Home / CellSol Architecture / Dictionary Compression

Dictionary Compression

Compression is a useful tool for stretching low bandwidth connections a bit further, but comes with significant computing overhead. Using dictionary compression attempts to remove the overhead of traditional compression algorithms, while retaining their effectiveness for a specific subset of data - notably, large blocks of text.

Why might we want word compression for our LoRa network?

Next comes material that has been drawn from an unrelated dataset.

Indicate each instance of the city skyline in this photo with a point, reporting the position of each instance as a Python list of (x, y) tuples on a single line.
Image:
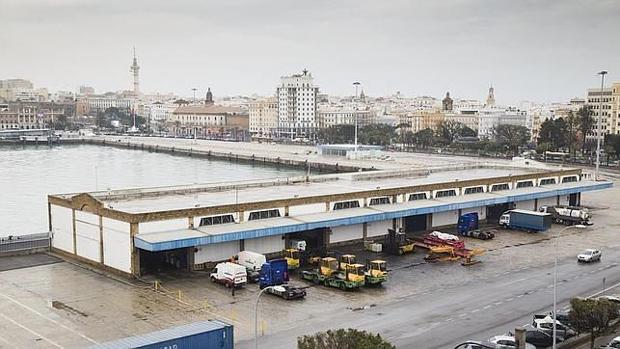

The “commercial code” below is one of several methods that one can use to achieve excellent “word compression” for english words. “Word compression” is a concept that originated during the old days of telegrams and systems where you paid for every word to be transmitted. In our case, every word counts because our network bandwidth is so limited - and is literally as slow as the old dial-up modems of the 90s. (As slow as 9,600 - 12,000 baud modems) These codes are examples of what is called “dictionary compression.” An application is written in such a way that it recognizes common phrases, like “what time should we meet?” and assigns it a code that will necessitate transmitting fewer characters.

The way it works: The application (in this case our texting app & bulletin board app) - recognizes the phrase the person has typed and then uses a shorter abbreviation to represent it - sends the code (that uses less characters) across the network - where it is decoded on the receiver’s side into the original message. This is similar to the autocorrect functions that everyone is used to using on their phones.

What would creating our own codes involve?

Creating our own codes would involve determining the 32768 most common words in english - perhaps algorithmically.

Why don’t we use lossless text compression then instead of codes?

Because compression not optimized for text doesn’t go very far for short messages. To demonstrate this concept, one can take any one sentence typed here, save it as a text file, zip the text file, and see that it won’t be much shorter.

Why are we discussing this for this project?

(This subject came up because there’s a big emphasis in sending as few bytes as possible on the LoRa discussion forums.) Let’s say that we take the most common 32768 words in the english language (the other 32767 are pairs of ASCII characters that disallow control characters, so losing one bit out of 16 i not a big problem). Now each word, or even common phrase, if we want, fits two bytes. You can even do a bit of cleanup so that “how are you” and “how r u” and so on map to the same thing, and are printed “how are you” at the receiving end unless tagged “verbatim.” [? (Note: we haven’t discussed tagging messages? let’s! :) ?]

Note: This is done phone/pc side where you have a lot of hard disk space for a dictionary and a lot of cpu power for realtime substitution.

Note: Interestingly, you can even XOR the -dictionary- with a crypto key for private messaging, and if you swap those often enough, that’s your encryption solution. (Not unbeatable of course, but since it can be of arbitrary length, you could even have a one time pad, which IS unbeatable by definition). This type of “encryption” won’t slow things down as much, as it’s just a XOR operation that you do once on the dictionary. So, not unbeatable, but decent. And not super secure in that it requires a shared key, but eh.

Current Implementation

We have no implementation currently used by our firmware, but we have included some example implementations in our GitHub repository. Smaz, PySmaz, Shoco, and a dictionary compression algorithm designed by Kay Borri are all included.

We encourage compression to be implemented on the client side of any CellSol-integrated application, rather than along the network itself, in order to maintain as much intercompatibility as possible.

Commercial code (communications)

https://en.wikipedia.org/wiki/Commercial_code_(communications) “In telecommunication, a commercial code is a code once used to save on cablegram costs.[1] Telegraph (and telex) charged per word sent, so companies which sent large volumes of telegrams developed codes to save money on tolls.”